31 July 2014

Reading group notes: point/counter-point on "predict models"

In our local summer reading group, I led the discussion of two papers that appeared in Baltimore last month:

I love handouts, so I made a handout for this one too. I paste below the handout. All good ideas are those of the respective authors; all errors and bad ideas are probably due to bad transcription on my  part.

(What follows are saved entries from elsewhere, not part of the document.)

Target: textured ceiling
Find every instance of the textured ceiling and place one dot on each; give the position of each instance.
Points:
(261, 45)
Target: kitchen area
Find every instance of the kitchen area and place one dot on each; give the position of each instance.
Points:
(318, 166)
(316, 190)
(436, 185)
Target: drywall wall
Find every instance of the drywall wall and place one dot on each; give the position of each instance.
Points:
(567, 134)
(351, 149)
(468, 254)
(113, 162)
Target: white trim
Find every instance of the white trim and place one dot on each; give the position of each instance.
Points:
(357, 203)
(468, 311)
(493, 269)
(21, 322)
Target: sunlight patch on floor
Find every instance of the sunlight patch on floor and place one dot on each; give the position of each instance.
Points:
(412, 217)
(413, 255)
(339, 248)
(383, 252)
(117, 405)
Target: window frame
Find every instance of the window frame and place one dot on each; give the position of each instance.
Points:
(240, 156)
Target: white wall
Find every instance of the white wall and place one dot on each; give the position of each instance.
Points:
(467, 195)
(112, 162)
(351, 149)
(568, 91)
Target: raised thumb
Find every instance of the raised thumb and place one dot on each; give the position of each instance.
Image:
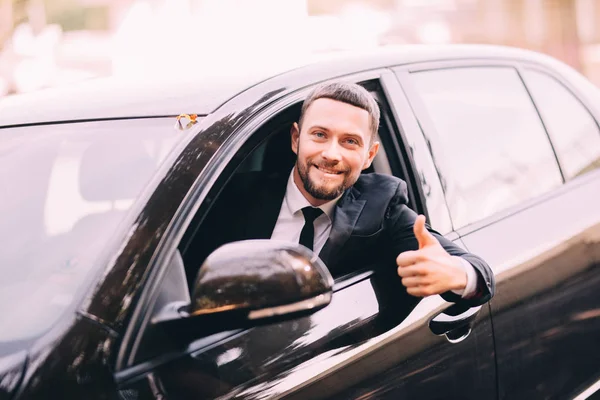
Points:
(422, 234)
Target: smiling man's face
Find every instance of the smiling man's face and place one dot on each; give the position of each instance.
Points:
(333, 147)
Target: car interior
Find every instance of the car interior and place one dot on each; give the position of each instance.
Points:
(269, 150)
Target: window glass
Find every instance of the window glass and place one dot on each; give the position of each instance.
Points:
(67, 187)
(489, 143)
(573, 130)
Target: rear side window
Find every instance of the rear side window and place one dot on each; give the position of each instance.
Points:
(489, 143)
(66, 189)
(571, 127)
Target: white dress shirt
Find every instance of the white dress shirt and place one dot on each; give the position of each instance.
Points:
(291, 221)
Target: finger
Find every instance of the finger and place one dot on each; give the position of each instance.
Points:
(421, 291)
(415, 291)
(407, 258)
(424, 237)
(413, 281)
(413, 270)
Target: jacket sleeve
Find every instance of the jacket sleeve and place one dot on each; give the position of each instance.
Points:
(399, 222)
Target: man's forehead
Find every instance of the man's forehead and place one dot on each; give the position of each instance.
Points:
(327, 105)
(336, 115)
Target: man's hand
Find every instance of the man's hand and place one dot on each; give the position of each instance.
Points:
(429, 270)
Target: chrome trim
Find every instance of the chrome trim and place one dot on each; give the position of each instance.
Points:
(320, 300)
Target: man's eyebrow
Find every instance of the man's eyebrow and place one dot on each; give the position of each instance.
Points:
(355, 136)
(318, 127)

Don't count, predict! A systematic comparison of context-counting
vs. context-predicting semantic vectors

Marco Baroni & Georgiana Dinu & Germ\'an Kruszewski

Motivation: these silly deep learning people keep writing papers but
don't compare to traditional distributional semantics models. So we

Conclusion: okay, those people are actually right.

== Background ==

Distributional semantics = you know a word by the company it keeps

"Count models":
 * For each word type, collect context vectors
 * Context vectors look at n words on the left and right
     (with position info? together or separately?)
     varied in 2..5
 * Each type is represented by the bag of contexts in which it appears
 * Contexts are scored by PMI or LLR
     (gets rid of useful but frequent contexts)
 * We might reduce dimensionality to k in { 200, ..., 500 }
    - using either SVD or NNMF

"Predict models" (aka deep learning):
 * Assume a mapping from word type -> k-dim vector
 * Learn a model to predict any word token given the vectors
     of the n words to its left and right
     varied in {2,5}
 * Words are thrown out proportional to their frequency
    - makes things faster
    - reduces importance of frequent words like IDF
 * Vary k in { 200, ..., 500 }

CW (Collobert & Weston) models:
 * freely available online
 * 100 dimensional vectors trained for 2 months on wikipedia
 * predict a word with 5 words to the left and right
 * used extensively in other literature

== Tasks ==
 * Synonym detection from TOEFL
   - given "levied" choose from { imposed, believed, requested, correlated }
   - compute cosine of word representations
 * Concept categorization
   - cluster words like { helicopters, motorcyles} into one class
     and { dogs, elephants } into another
   - used off-the-shelf clustering algorithms
 * Selectional preferences
    - given a verb/noun pair say whether the verb selects for that noun
    - eg, "eat apples" versus "eat gravity"
    - for each verb, take 20 most strongly associated nouns, average
        their representations, and measure cosine similarity to that
 * Analogy
    - eg, brother:sister :: grandson:(?granddaughter)
    - find nearest neighbor of (brother - sister + grandson)

== Summary of results ==
                                     pred    tie   count    (win: >=5)
                                     wins           wins
 * tune parameters PER TASK:          10      4      0
 * tune parameters OVERALL:           10      3      1
 * worst parameters                   14      0      0
 * best from relatedness:             11      3      0

 - best count   model: window=2, PMI, no compression, 300k dimensions
 - best predict model: window=5, no hier softmax, neg sampling, 400 dim

Linguistic Regularities in Sparse and Explicit Word Representations
Omer Levy & Yoav Goldberg

Motivation: neural representations capture analogical reasoning well;
why does this happen?

Conclusion: we can just as well using tranditional distributed word
representations if we measure similarity in a "multiplicative" way

== Background ==

* neural language models produce representations that can answer analogy questions:
  - gender...   man:woman :: king:queen
  - speakers... france:french :: mexico:spanish
  - number...   apple:apples :: car:cars
* question: how much of this is a property of *embeddings* (ie dense, low-dimensional)
  - alternative is distributional similarity == bag of contexts (ala Baroni paper)

== Experiment 1 ==

* Mikolov (word2vec) computes similarity for solving a:b :: a*:b* by finding:
    arg max_{b*}  similarity(b*, a* - a + b)       (called 3CosAdd)
   aka similarity(queen, king - man + woman)
* they use cosine similarity: cos(u,v) = dot(u,v) / [ ||u||  ||v|| ]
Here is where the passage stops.